Transgender: This term refers to an individual whose gender identity does not match their assigned birth sex. For example, a transgender person may self-identify as a woman but was born biologically male. Being transgender does not imply any specific sexual orientation (attraction to people of a specific gender). Therefore, transgender people may additionally identify as straight, gay, lesbian, or bisexual. In its broadest sense, the term transgender can encompass anyone whose identity or behavior falls outside of stereotypical gender norms.

Gender Fluidity: Gender fluidity conveys a wider, more flexible range of gender expression, with interests and behaviors that may even change from day to day. Gender fluid people do not feel confined by restrictive boundaries of stereotypical expectations of women and men. For some people, gender fluidity extends beyond behavior and interests, and actually serves to specifically define their gender identity. In other words, a person may feel they are more female on some days and more male on others, or possibly feel that neither term describes them accurately. Their identity is seen as being gender fluid.

Genderqueer: This term is growing in usage, representing a blurring of the lines surrounding society’s rigid views of both gender identity and sexual orientation.
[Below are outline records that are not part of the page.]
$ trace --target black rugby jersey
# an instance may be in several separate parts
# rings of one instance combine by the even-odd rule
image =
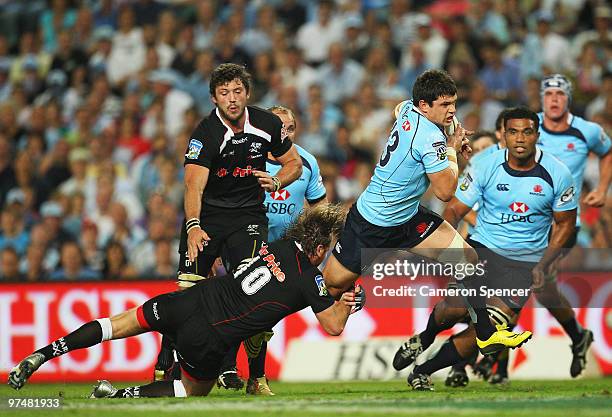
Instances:
[[[263,246],[233,276],[204,280],[192,290],[200,292],[207,322],[231,343],[269,330],[308,306],[319,313],[334,304],[321,272],[298,244],[285,239]]]
[[[259,107],[245,108],[244,130],[234,134],[215,108],[191,134],[185,165],[197,164],[210,169],[202,196],[202,205],[222,208],[260,206],[264,190],[253,170],[266,170],[266,157],[284,155],[291,140],[281,136],[278,116]]]

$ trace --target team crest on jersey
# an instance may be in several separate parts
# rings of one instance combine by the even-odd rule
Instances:
[[[325,280],[322,275],[317,275],[315,277],[315,282],[317,283],[317,288],[319,288],[319,295],[321,297],[325,297],[327,293],[327,287],[325,286]]]
[[[436,155],[438,155],[440,161],[444,161],[446,159],[446,146],[436,148]]]
[[[569,203],[570,201],[572,201],[574,199],[575,193],[576,193],[576,190],[574,190],[573,186],[563,191],[563,194],[561,194],[561,197],[559,198],[559,202],[557,203],[557,207],[561,207]]]
[[[189,141],[189,147],[187,148],[187,153],[185,154],[185,157],[187,159],[198,159],[203,146],[204,145],[199,140],[191,139]]]
[[[272,197],[273,200],[285,201],[291,197],[291,193],[287,190],[278,190],[270,193],[270,197]]]
[[[531,191],[529,194],[544,196],[546,194],[544,194],[543,190],[544,190],[544,187],[542,187],[540,184],[536,184],[533,186],[533,191]]]
[[[515,213],[527,213],[527,211],[529,211],[529,206],[527,204],[518,201],[510,204],[508,207]]]
[[[466,191],[468,188],[470,188],[470,183],[472,182],[472,176],[470,175],[470,173],[468,172],[465,177],[463,177],[463,181],[461,182],[461,185],[459,186],[459,189],[461,191]]]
Genderqueer people embrace a fluidity of gender expression that is not limiting. They may not identify as male or female, but as both, neither, or as a blend. Similarly, genderqueer is a more inclusive term with respect to sexual orientation. It does not limit a person to identifying strictly as heterosexual or homosexual. (Note: This term is not typically used in connection with gender identity in pre-adolescent children.)

—Adapted from

Positively Aware Choosing Your Words

The Transgender Pride flag was created in 1999 by transwoman Monica Helms, and displayed the following year at a pride parade in Phoenix.

Describing her design, Helms said, “the stripes at the top and bottom are light blue, the traditional color for baby boys. The stripes next to them are pink, the traditional color for baby girls. The stripe in the middle is white, for those who are intersex, transitioning or consider themselves having a neutral or undefined gender. The pattern is such that no matter which way you fly it, it is always correct, signifying us finding correctness in our lives.

Although it’s the most commonly used flag, various transgender communities have come up with their own versions.